# Colic



## Oranges (May 12, 2008)

Hi,
Both my little twins suffer from reflux and are prescribed Gaviscon for this.  They've both now developed colic and i've tried both infacol and colief separately.  Is it safe to use all three products together - infacol before their feed as well as colief in their feed along with the Gaviscon?

Is there anything else on the market that you could recommend we try to help their colic - it's really upsetting seeing them both with this horrible colic.

Thanks for any advise you can give me on this.

Oranges x


----------



## verity c (Oct 23, 2006)

Hi Oranges

firstly some hugs to you    must be hard dealing with 2 reflux babies never mind one!!!

Now i used infacol and gaviscon together but i never used colief so i am unable to tell you whether they are ok to mix but the best thing to do is to ask mazv on ask the pharmacist i think. 

What bottles do you use?? my saviour with theo are the dr browns bottles.... quite honestly i would give  him the biggest kiss if i ever met him...    i have tried many bottles for theo in my husbands request to make him 'simpler' but have always gone back to them!! 

what are the twins symptoms?? when are they at their worst??

do you think it is actually their reflux worsening?? do they feed well?? do they lay flat? vomit? 

if so it may be worth a trip back to your gp to see if they will prescribe an antacid lik ranitadine or refer you to a paediatrician....

get back to me hun and i will try to help further

luv v xxx


----------



## Oranges (May 12, 2008)

Hi Verity, thanks so much for your reply.  Things are quite awful around here because of this awful colic.  Last nite they both had a clear saliva like stuff coming out of their mouths - it was coming out in bubbles - if you know what I mean and there was quite a lot of it - it made their sheets wet.  What do you think that is?  I haven't seen it like that before.  It's usually white. 

We're using NUK bottles and teats, as that's the ones the hospital recommended.  We tried others but babies didn't like them much.  I haven't tried the Dr Brown ones with them tho - but I will do.

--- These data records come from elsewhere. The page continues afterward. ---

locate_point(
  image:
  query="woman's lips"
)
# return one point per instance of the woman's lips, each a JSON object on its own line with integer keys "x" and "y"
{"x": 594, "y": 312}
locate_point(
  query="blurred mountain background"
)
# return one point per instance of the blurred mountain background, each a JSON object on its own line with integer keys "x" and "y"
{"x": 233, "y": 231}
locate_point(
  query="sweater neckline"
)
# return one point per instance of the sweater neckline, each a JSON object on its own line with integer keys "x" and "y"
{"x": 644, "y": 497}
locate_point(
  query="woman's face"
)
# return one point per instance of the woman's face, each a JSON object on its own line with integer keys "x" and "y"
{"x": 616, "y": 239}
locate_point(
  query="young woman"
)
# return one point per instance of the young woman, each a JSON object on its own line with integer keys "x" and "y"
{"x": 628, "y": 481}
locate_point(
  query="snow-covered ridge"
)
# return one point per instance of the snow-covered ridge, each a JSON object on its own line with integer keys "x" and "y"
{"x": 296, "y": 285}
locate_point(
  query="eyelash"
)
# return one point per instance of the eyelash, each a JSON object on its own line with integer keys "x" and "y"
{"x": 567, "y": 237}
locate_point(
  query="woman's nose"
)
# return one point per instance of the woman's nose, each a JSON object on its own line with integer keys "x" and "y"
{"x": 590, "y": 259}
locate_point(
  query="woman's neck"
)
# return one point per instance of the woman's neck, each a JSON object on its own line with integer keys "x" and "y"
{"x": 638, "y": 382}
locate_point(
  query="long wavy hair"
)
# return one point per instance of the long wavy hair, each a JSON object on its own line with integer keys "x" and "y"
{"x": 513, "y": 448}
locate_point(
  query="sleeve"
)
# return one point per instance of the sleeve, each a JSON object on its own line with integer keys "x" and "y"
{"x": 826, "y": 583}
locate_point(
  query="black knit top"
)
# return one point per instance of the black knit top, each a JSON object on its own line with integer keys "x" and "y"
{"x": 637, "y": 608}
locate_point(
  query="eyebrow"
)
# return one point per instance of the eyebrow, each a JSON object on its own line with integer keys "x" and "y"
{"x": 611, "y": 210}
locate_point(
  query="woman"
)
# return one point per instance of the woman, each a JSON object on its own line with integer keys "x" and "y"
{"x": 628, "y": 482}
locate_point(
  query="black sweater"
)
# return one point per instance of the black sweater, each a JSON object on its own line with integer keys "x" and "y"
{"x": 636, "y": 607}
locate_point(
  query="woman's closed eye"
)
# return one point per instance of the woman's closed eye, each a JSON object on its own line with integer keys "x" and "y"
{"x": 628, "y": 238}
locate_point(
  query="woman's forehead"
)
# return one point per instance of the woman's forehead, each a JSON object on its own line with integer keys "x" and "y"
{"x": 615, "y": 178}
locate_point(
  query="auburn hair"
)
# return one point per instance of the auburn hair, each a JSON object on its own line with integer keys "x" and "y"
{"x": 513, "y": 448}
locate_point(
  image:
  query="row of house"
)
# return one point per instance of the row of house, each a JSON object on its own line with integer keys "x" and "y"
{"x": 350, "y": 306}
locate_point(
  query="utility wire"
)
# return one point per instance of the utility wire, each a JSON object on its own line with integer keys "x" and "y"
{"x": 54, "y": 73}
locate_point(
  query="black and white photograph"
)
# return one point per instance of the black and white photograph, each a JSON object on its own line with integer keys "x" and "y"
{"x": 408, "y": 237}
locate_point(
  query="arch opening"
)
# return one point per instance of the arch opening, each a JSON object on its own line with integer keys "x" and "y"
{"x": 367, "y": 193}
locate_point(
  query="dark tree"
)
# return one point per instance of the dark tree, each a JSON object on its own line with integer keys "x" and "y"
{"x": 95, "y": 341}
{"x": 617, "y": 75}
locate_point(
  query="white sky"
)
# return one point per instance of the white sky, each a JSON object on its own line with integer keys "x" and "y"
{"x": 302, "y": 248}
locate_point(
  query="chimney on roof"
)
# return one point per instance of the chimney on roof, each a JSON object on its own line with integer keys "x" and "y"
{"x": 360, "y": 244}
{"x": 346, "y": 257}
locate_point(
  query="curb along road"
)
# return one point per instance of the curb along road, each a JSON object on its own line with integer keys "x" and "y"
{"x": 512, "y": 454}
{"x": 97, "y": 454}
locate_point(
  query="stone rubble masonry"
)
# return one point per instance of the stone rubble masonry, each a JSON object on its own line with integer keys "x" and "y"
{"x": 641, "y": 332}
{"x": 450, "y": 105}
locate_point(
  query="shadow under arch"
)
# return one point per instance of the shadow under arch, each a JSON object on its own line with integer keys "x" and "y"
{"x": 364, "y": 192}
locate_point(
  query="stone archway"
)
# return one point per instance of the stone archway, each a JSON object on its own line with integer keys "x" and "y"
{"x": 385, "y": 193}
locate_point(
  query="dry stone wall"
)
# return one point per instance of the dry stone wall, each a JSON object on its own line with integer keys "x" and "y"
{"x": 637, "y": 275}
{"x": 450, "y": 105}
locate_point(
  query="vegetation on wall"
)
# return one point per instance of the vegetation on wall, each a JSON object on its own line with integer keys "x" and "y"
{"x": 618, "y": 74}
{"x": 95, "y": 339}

The twins symptoms are that they take they're feed really well, I wind them, and then practically immediately after this they start to cry, arch their back, kick their legs and just generally look awfully uncomfortable - that can be both when we are holding them and when they are lying down.  Usually they stop crying a little while after they have been held and cuddled, but start again immediately they are put down in their cribs.  Things are really difficult just now and feeds have turned into a totally unenjoyable experience.  One of them is usually does vomit some milk back up again just afterwards, and if they are lying flat the reflux slides down the sides of their face and sometimes into their ear if it's not caught in time.  They'be both got very gurgly windy tummmies.

They're premi babies and are due their paediatric appointment very soon - so i'll mention it to them then.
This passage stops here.